Let S be a set of ten distinct integers between 1 and 50. Use the pigeonhole principle to show that there are two different 5-element subsets of S with the same sum.

An example of that would be S= {1,2,3,4,5,30,31,32,33,34} and {30,2,3,4,5} and {31,1,3,4,5} have the same sum. And I need to prove this for any 10 elements.

I don't really know how to get started with this. The only thing I have right now is that given a set of 10 elements there are: 252 distinct subsets of 5.

And I think what I need to find out is the number of summations that do not yield the same result for a given subset of 5 elements, which would have to be under 252, which would then show some of them would have to be equal.
• April 19th 2009, 04:23 PM
NonCommAlg
Quote:

Originally Posted by datboitom
I have this question I need to complete but I'm not sure how to get started with it. Here is the question:

Let S be a set of ten distinct integers between 1 and 50. Use the pigeonhole principle to show that there are two different 5-element subsets of S with the same sum.

An example of that would be S= {1,2,3,4,5,30,31,32,33,34} and {30,2,3,4,5} and {31,1,3,4,5} have the same sum. And I need to prove this for any 10 elements.

I don't really know how to get started with this. The only thing I have right now is that given a set of 10 elements there are: 252 distinct subsets of 5.

And I think what I need to find out is the number of summations that do not yield the same result for a given subset of 5 elements, which would have to be under 252, which would then show some of them would have to be equal.

Hint: the sum of any 5 distinct elements of $\{1,2, \cdots , 50 \}$ is at most $46+47+48+49+50=240 < 252.$
• April 19th 2009, 04:30 PM
datboitom
Tell me if this makes sense. So the max number of the sum is 240 and the minimum is 15. So then there is a total of 240-15 amount of different summations? Which is 225. 225 < 252 so some of them have to have the same sum? Is that correct or am I getting this concept wrong?
• April 19th 2009, 04:52 PM
NonCommAlg
Quote:

Originally Posted by datboitom

Tell me if this makes sense. So the max number of the sum is 240 and the minimum is 15. So then there is a total of 240-15 amount of different summations? Which is 225. 225 < 252 so some of them have to have the same sum?
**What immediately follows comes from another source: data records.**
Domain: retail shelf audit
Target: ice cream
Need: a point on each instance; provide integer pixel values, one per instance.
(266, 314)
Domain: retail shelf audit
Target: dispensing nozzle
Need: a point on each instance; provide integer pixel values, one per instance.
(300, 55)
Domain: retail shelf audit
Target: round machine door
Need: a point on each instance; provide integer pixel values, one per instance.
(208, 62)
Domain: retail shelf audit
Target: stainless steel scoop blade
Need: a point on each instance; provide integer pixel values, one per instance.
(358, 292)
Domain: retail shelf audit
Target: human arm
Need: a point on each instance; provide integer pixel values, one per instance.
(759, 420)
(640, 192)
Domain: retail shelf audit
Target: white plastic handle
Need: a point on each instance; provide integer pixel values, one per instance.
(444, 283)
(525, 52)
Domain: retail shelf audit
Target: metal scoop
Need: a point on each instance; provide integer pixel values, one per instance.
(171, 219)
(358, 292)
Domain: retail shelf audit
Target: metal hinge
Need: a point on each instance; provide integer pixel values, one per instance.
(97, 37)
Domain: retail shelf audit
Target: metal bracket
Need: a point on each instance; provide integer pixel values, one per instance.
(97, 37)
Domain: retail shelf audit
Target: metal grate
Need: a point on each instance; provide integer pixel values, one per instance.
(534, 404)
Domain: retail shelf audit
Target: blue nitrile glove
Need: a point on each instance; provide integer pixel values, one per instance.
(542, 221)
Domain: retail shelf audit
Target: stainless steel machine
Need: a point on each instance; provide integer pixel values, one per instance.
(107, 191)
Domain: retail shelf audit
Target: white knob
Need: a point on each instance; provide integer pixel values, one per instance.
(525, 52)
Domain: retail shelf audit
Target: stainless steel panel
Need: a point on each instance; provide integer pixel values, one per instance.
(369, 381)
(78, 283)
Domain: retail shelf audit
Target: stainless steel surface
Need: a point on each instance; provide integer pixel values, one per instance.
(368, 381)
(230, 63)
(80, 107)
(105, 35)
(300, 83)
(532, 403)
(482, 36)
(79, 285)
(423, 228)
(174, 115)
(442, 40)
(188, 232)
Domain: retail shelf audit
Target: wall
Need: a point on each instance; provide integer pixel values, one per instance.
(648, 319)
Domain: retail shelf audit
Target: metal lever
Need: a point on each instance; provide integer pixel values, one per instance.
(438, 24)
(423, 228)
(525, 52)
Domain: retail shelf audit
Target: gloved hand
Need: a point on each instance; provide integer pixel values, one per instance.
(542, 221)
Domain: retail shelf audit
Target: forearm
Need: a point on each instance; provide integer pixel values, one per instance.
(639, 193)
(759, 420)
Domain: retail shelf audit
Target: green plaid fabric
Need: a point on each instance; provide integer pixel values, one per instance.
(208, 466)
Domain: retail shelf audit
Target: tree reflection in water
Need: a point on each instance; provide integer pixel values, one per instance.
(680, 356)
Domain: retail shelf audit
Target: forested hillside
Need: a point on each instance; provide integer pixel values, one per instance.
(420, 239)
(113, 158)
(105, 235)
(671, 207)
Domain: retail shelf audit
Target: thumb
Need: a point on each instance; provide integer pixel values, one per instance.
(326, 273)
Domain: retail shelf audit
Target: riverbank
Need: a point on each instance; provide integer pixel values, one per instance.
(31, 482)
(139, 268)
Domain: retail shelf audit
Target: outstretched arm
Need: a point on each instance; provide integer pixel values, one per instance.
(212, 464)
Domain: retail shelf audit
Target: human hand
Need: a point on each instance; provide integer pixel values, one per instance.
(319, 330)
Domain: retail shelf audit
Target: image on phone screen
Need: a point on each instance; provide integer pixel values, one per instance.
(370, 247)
Is that correct or am I getting this concept wrong?

it's almost correct! the different summations are actually at most 226 = 240 - 15 + 1 but we don't need it anyway. just the maximum 240 is good enough because 240 < 252.

we're associating to any subset of 5 distinct elements a number, i.e. the sum of elements. we have 252 of these sets and at most 240 numbers available. now apply Pigeonhole Principle.
• April 19th 2009, 05:39 PM
datboitom
Alright, thanks for the help.